Wolf sculpture at Coed y Bleiddiau
The woodland here is called Coed y Bleiddiau (“Forest of the Wolves”) because, it’s said, this is where the last wolf in Wales was slain. Wolves were hunted to extinction in England by the early 1600s but lived on in the wilds of Wales for much longer.
This ancient oak woodland is owned by the National Trust and is part of the Coedydd Maentwrog National Nature Reserve which is managed by Natural Resources Wales. The wolf sculpture was commissioned by the warden and designed by Beryl Smith, from Llanidloes in Powys. It was planted in March 2010 with help from wardens and volunteers.

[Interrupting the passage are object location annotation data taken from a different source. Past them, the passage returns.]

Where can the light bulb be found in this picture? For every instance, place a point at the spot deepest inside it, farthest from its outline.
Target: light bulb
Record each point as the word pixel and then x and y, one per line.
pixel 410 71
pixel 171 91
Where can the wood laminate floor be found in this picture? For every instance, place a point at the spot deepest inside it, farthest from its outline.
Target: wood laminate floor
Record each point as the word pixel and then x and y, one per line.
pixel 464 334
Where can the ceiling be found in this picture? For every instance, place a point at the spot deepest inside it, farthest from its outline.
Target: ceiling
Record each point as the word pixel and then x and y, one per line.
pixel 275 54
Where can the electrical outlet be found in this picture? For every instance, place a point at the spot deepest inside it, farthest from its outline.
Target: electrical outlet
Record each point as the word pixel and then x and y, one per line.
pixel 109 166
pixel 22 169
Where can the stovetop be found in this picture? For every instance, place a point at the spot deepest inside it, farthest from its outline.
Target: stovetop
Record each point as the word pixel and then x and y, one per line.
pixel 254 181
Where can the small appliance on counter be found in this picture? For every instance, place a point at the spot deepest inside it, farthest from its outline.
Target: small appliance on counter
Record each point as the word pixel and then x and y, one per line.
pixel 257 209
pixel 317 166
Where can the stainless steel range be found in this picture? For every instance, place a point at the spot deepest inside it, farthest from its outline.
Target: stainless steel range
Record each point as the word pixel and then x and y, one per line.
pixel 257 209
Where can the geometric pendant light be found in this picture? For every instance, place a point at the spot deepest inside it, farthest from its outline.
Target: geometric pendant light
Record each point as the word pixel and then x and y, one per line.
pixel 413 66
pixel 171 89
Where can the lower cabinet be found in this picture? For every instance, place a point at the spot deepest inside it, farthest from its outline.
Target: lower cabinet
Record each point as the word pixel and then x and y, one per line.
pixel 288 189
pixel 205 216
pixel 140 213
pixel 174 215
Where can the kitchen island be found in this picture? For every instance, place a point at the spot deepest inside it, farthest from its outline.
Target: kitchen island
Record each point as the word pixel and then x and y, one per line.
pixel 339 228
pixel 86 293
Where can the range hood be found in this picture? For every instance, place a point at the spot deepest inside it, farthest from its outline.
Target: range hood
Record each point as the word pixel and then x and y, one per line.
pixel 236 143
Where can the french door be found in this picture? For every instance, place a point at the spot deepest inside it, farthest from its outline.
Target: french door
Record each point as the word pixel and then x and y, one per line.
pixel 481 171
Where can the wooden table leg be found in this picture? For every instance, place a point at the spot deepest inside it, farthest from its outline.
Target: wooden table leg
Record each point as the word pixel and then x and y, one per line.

It comprises 400 rods of salix viminalis, a particularly vigorous type of willow. The wolf’s head is lifted to the sky, jaws open and howling. The idea is that children will be able to walk into the belly of the wolf and crawl out through its oversized tail.
Coed y Bleiddiau is a small remnant of the Atlantic oakwoods that once stretched along the coastline of Europe from Scotland to Portugal. Because of the high humidity they are sometimes described as “temperate rain forests” and are home to many rare ferns, mosses, liverworts, lichens and fungi. The woodlands also provide ideal habitat for insects, birds, and mammals, especially bats.
They might also be home to the elusive pine marten, whose presence in Snowdonia has not been confirmed since the 1950s. There have been several unconfirmed sightings in this area and den boxes have been erected in the trees to try and verify their presence.